Amy Cohn receives MDHHS funding to improve hospital staffing
U-M IOE professor, Amy Cohn, has received funding from MDHHS to improve staffing and safety issues within Michigan’s state hospital system using simulation tools and optimization techniques.
Amy Cohn, U-M Industrial and Operations Engineering professor, has received funding from the Michigan Department of Health and Human Services (MDHHS) to research staffing issues in Michigan’s state hospital system.
“When care providers are understaffed at a state hospital, the potential risk of harm to both patients and caregivers increases,” said Cohn. “This can also lead to increases in absenteeism, which can spiral.”

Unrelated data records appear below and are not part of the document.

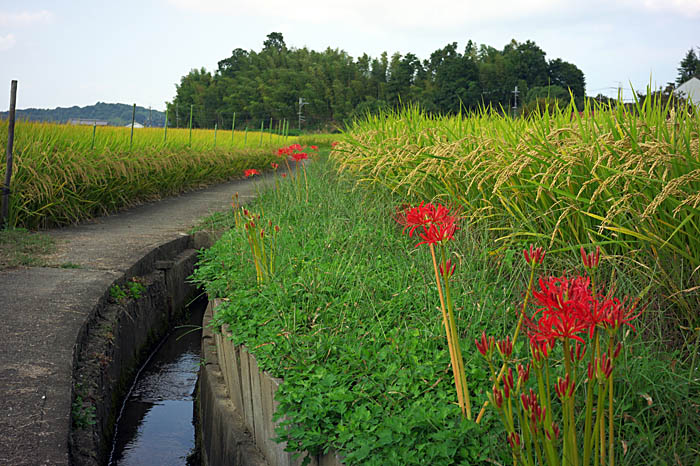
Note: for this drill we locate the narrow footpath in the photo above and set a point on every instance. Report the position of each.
(43, 308)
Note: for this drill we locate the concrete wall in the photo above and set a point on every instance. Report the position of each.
(250, 401)
(117, 336)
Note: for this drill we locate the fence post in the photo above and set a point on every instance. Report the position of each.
(270, 130)
(262, 128)
(233, 127)
(4, 219)
(191, 107)
(133, 117)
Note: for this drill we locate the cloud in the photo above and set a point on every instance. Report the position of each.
(25, 18)
(401, 14)
(7, 42)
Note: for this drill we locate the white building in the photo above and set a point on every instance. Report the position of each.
(690, 90)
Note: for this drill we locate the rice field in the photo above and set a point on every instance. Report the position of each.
(63, 174)
(624, 179)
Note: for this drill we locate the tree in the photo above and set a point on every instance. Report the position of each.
(275, 41)
(567, 76)
(690, 67)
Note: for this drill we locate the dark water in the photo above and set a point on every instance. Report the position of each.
(156, 424)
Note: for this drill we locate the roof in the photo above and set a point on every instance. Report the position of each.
(690, 90)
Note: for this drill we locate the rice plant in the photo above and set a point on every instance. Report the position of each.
(626, 179)
(62, 175)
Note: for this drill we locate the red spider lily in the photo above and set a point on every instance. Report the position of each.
(535, 255)
(560, 326)
(485, 346)
(523, 373)
(591, 260)
(508, 382)
(425, 215)
(437, 233)
(505, 347)
(617, 314)
(514, 440)
(450, 269)
(497, 397)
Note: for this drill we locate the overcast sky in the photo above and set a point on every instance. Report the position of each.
(75, 52)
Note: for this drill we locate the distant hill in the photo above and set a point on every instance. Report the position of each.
(115, 114)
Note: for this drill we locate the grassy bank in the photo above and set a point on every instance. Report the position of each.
(349, 319)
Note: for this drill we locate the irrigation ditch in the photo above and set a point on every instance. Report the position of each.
(129, 321)
(121, 342)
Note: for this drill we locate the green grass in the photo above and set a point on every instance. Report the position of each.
(350, 321)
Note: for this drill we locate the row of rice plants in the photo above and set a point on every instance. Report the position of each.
(59, 178)
(29, 134)
(627, 180)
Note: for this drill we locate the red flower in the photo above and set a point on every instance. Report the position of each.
(437, 233)
(450, 269)
(437, 224)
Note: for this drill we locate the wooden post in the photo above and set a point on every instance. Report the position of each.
(165, 136)
(233, 127)
(270, 130)
(133, 117)
(191, 107)
(5, 218)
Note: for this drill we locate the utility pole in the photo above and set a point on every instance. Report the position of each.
(302, 102)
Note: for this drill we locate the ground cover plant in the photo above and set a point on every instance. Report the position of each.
(350, 319)
(61, 176)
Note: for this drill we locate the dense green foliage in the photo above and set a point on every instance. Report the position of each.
(336, 87)
(689, 67)
(350, 322)
(114, 114)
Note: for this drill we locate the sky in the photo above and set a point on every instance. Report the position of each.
(75, 52)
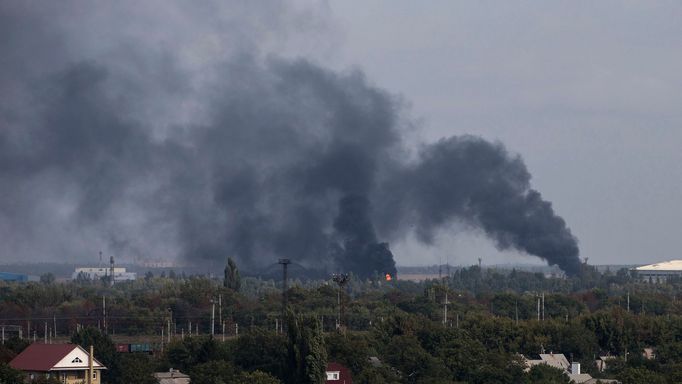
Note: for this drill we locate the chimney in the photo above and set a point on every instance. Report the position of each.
(575, 368)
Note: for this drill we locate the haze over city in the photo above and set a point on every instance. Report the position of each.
(585, 95)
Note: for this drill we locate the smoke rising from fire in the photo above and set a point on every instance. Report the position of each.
(256, 157)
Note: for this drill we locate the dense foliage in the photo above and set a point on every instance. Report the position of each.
(390, 332)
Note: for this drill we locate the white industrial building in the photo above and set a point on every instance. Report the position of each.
(659, 272)
(98, 273)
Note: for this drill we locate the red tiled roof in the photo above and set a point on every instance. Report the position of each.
(41, 357)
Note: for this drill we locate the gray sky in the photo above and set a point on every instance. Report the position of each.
(589, 93)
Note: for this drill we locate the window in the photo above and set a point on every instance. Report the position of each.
(333, 375)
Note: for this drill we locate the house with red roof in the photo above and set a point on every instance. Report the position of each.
(337, 374)
(69, 363)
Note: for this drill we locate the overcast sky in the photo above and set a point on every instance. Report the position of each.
(589, 93)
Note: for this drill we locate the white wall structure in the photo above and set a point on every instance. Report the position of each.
(659, 272)
(97, 273)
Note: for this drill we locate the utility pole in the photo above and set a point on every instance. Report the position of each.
(284, 263)
(168, 321)
(111, 262)
(212, 317)
(341, 279)
(104, 312)
(445, 309)
(538, 308)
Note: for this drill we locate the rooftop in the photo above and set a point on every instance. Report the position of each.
(672, 265)
(49, 357)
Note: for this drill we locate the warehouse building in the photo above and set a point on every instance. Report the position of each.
(659, 272)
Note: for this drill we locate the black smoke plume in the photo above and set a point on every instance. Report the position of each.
(257, 158)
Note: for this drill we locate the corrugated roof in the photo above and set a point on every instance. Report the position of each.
(672, 265)
(41, 357)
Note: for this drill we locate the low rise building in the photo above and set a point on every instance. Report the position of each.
(96, 273)
(69, 363)
(8, 276)
(337, 374)
(172, 377)
(659, 272)
(572, 370)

Cohn and a multidisciplinary research team of U-M students will explore how absenteeism impacts the risk of hospital staff being injured by their patients while administering care during their shift. The team will then use this information to develop a staffing system that can improve the safety of both patients and their caregivers.

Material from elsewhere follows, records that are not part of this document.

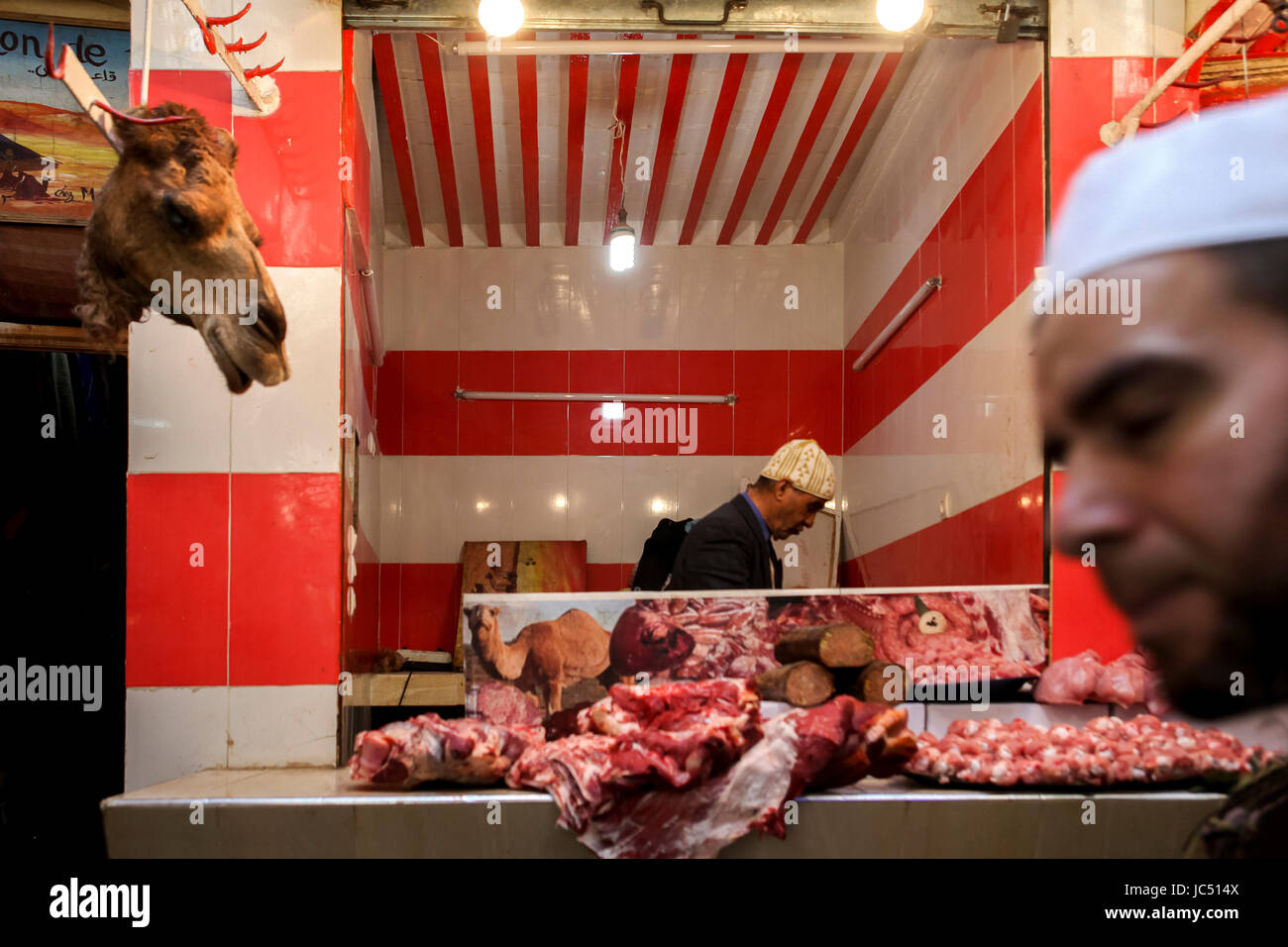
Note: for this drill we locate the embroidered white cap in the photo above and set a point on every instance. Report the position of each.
(805, 466)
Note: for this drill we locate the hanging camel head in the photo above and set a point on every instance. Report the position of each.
(170, 234)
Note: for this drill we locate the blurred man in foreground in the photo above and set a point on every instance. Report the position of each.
(1162, 343)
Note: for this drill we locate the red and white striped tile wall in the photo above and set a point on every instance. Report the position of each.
(1104, 56)
(943, 467)
(232, 657)
(695, 320)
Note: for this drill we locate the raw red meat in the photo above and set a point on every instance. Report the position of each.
(695, 638)
(595, 779)
(1000, 629)
(1069, 681)
(429, 748)
(506, 705)
(1107, 751)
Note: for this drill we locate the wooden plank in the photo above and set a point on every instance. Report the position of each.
(415, 689)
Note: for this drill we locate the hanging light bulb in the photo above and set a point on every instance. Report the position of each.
(621, 244)
(898, 16)
(501, 17)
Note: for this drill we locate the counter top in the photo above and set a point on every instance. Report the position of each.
(318, 812)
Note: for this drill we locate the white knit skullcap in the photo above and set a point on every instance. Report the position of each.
(805, 466)
(1222, 179)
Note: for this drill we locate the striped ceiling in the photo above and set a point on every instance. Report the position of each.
(519, 151)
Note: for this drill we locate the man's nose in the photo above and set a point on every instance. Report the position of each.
(1091, 508)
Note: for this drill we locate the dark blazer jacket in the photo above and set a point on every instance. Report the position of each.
(726, 549)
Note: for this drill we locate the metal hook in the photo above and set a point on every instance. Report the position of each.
(243, 47)
(263, 71)
(226, 21)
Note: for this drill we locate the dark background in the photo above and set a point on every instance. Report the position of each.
(62, 594)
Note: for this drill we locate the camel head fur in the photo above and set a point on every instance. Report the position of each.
(170, 226)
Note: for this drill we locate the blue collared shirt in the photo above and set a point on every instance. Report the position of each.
(764, 526)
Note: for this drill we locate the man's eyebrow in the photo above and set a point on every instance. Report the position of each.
(1102, 385)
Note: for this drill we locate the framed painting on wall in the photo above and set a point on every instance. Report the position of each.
(53, 159)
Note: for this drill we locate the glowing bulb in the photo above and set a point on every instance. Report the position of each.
(898, 16)
(621, 249)
(501, 17)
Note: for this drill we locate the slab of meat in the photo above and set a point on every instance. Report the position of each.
(1070, 680)
(506, 705)
(1126, 681)
(695, 638)
(1000, 629)
(669, 735)
(1107, 751)
(429, 748)
(614, 788)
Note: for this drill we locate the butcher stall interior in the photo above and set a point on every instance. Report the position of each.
(518, 304)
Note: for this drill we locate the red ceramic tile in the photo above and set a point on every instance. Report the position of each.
(485, 427)
(814, 398)
(287, 171)
(656, 371)
(760, 421)
(709, 371)
(1081, 102)
(1000, 188)
(206, 90)
(284, 579)
(390, 595)
(389, 405)
(540, 428)
(430, 605)
(429, 403)
(592, 371)
(1029, 188)
(176, 612)
(606, 577)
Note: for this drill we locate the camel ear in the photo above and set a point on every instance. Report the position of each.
(227, 146)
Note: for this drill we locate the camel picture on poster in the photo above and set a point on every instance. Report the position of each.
(53, 158)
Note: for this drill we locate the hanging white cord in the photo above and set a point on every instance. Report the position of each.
(147, 53)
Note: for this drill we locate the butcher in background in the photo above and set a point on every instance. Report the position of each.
(1170, 414)
(732, 547)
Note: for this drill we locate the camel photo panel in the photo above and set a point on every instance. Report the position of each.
(529, 656)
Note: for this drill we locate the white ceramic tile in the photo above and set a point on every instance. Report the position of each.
(282, 725)
(370, 512)
(1117, 27)
(596, 302)
(172, 731)
(541, 497)
(651, 303)
(294, 427)
(651, 492)
(390, 508)
(180, 407)
(428, 505)
(430, 300)
(176, 42)
(484, 495)
(542, 286)
(704, 482)
(595, 506)
(485, 278)
(706, 298)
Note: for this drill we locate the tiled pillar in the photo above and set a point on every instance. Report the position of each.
(233, 519)
(1106, 54)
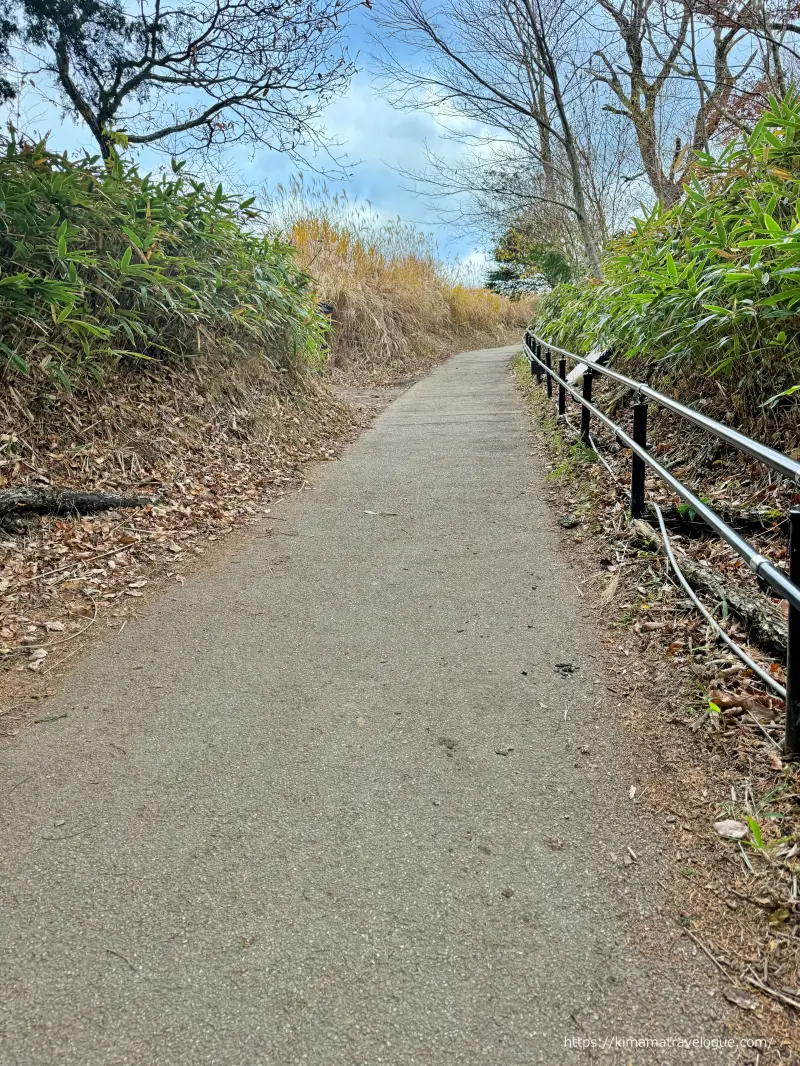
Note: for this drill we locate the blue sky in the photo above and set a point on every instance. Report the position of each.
(373, 136)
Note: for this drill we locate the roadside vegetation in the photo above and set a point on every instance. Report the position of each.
(396, 306)
(704, 731)
(162, 340)
(705, 296)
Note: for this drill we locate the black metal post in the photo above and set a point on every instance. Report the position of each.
(637, 463)
(792, 744)
(561, 389)
(585, 410)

“We’re dealing with some of the state’s most vulnerable and in-need patients,” said Cohn. “It’s incredibly rewarding to apply our engineering skills in such a direct way that’s going to help people who really need it.”

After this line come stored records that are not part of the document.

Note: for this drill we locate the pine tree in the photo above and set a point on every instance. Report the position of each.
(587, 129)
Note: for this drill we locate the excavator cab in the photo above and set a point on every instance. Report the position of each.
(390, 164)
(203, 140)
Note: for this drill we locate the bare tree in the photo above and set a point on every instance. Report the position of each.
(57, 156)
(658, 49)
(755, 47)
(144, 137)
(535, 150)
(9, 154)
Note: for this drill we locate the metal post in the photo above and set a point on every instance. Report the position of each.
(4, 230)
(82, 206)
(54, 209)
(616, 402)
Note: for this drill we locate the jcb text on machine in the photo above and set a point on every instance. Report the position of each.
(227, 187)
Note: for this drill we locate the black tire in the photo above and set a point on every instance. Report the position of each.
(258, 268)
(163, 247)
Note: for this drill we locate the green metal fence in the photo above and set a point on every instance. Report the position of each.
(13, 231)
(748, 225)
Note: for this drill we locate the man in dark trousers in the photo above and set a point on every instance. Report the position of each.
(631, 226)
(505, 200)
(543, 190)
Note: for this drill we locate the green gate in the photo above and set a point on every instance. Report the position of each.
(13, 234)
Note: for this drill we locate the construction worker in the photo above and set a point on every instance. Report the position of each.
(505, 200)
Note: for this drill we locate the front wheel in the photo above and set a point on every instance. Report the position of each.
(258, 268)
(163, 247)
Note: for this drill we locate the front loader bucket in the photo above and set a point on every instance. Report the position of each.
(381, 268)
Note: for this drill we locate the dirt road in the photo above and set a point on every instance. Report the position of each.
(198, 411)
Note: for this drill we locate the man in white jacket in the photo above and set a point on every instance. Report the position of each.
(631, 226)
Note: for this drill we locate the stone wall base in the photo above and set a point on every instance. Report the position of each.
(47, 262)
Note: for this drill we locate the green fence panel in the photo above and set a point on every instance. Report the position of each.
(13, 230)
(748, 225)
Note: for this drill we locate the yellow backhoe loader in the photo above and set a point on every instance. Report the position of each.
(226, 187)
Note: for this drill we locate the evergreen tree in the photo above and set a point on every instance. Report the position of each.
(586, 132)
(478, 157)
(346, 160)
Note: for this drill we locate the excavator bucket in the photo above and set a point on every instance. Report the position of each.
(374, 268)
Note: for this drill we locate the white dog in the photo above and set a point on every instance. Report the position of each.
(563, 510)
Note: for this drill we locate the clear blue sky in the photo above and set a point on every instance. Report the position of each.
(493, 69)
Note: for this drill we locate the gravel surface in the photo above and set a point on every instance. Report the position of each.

The research team will use simulation tools to understand the impact of variability and uncertainty on staffing levels and how these staffing levels, in turn, affect the risk of incidents of harm, then use optimization techniques to develop improved staffing schedules to reduce these risks.
The U-M students who will be involved include Jordan Goodman, a U-M IOE master’s student whose studies focus on healthcare applications; DucMinh Ngo, a U-M Computer Science undergraduate; Nikita Ramachandran, a Public Health master’s student; and Matt See, an undergraduate in Chemistry.
The group will work with Dr. George Mellos, the lead psychiatrist and deputy director for the Behavioral Health and Developmental Disabilities Administration at the Michigan Department of Health and Human Services.
Amy Cohn is an Alfred F. Thurnau Professor in U-M IOE in addition to being the Associate Director of the Center for Healthcare Engineering and Patient Safety (CHEPS). Her primary research interests are in applications of combinatorial optimization, particularly to healthcare and aviation.